Berkenaan dengan peristiwa yang sebenarnya, Yulianto merasa itu cukup disimpan oleh pihak polisi saja dan tak perlu dibeberkan. Ia merasa, yang penting permasalahannya sudah selesai dan apa yang dimintakan Takmir Masjid Jogokariyan sudah dipenuhi.

“Semua sudah selesai, tidak perlu ada perpanjangan narasi, dan tidak ada penyerbuan atau penyerangan ke masjid, jadi tidak ada yang perlu diganti. Saudara Kelinci sudah bertemu takmir dan minta maaf,” beber Yulianto.

Sejauh ini, Yulianto memastikan, tak ada Laporan Polisi (LP) atas insiden itu. Tapi, meski tak ada LP, Polisi mengambil langkah-langkah mengingat insiden itu berpotensi mengganggu kamtibmas.

Kalaupun ada LP, imbuh Yulianto, terkait bentrokan lain yang memang terjadi pada hari yang sama tapi di Ngampilan, Sleman, DIY (Daerah Istimewa Yogyakarta). Tapi, ia merasa, laporan itu tak ada hubungannya dengan kejadian di Masjid Jogokariyan.

Dalam kesempatan tersebut, Yulianto mengaku belum memastikan oknum yang disebut Kelinci itu merupakan kader PDIP. Namun dari konfirmasi status kader sendiri sudah diberikan Ketua DPD PDIP DIY, Bambang Praswanto, di Kantor DPD PDIP DIY pada Senin (28/01/2019) lalu.

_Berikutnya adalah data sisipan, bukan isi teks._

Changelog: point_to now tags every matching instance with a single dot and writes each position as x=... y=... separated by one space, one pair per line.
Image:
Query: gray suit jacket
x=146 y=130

Yulianto juga turut membenarkan memang ada rencana aksi elemen masyarakat yang akan meminta penjelasan Polsek Mantrijeron, Jumat (01/02/2019). Konfirmasi langsung diberikan Kapolresta Yogyakarta.

Menurut Yulianto, Kapolresta sudah memberi penjelasan ke pihak-pihak yang hendak menggelar aksi, seperti FJI, jika kesepakatan damai sudah terjadi. Sehingga, aksi itu disebut tak jadi dilaksanakan.

“Permasalahan sudah selesai, sehingga kegiatan itu dibatalkan, besok Jumat tidak ada kegiatan FJI yang akan bertanya ke Polsek Mantrijeron, tadi sudah dikonfirmasi Kaporesta,” demikian tanggapan Yulianto.

Sebelumnya, mengutip Detik.com, kasus pelemparan batu ke Masjid Jogokariyan terjadi pada Minggu (27/01/2019) lalu. Pelakunya diduga merupakan simpatisan salah satu parpol yang sedang konvoi usai menghadiri ‘Deklarasi Jogja Dukung Jokowi‘ di Kompleks Stadion Mandala Krida.

Setelahnya pihak-pihak yang terlibat keributan dikumpulkan di Kantor Kecamatan Mantrijeron, Minggu (27/01/2019) malam. Dalam pertemuan itu Ketua PAC PDIP Mantrijeron, Junianto, menyampaikan permohonan maaf dan menyatakan sanggup mendatangkan salah satu kadernya, Kristiono.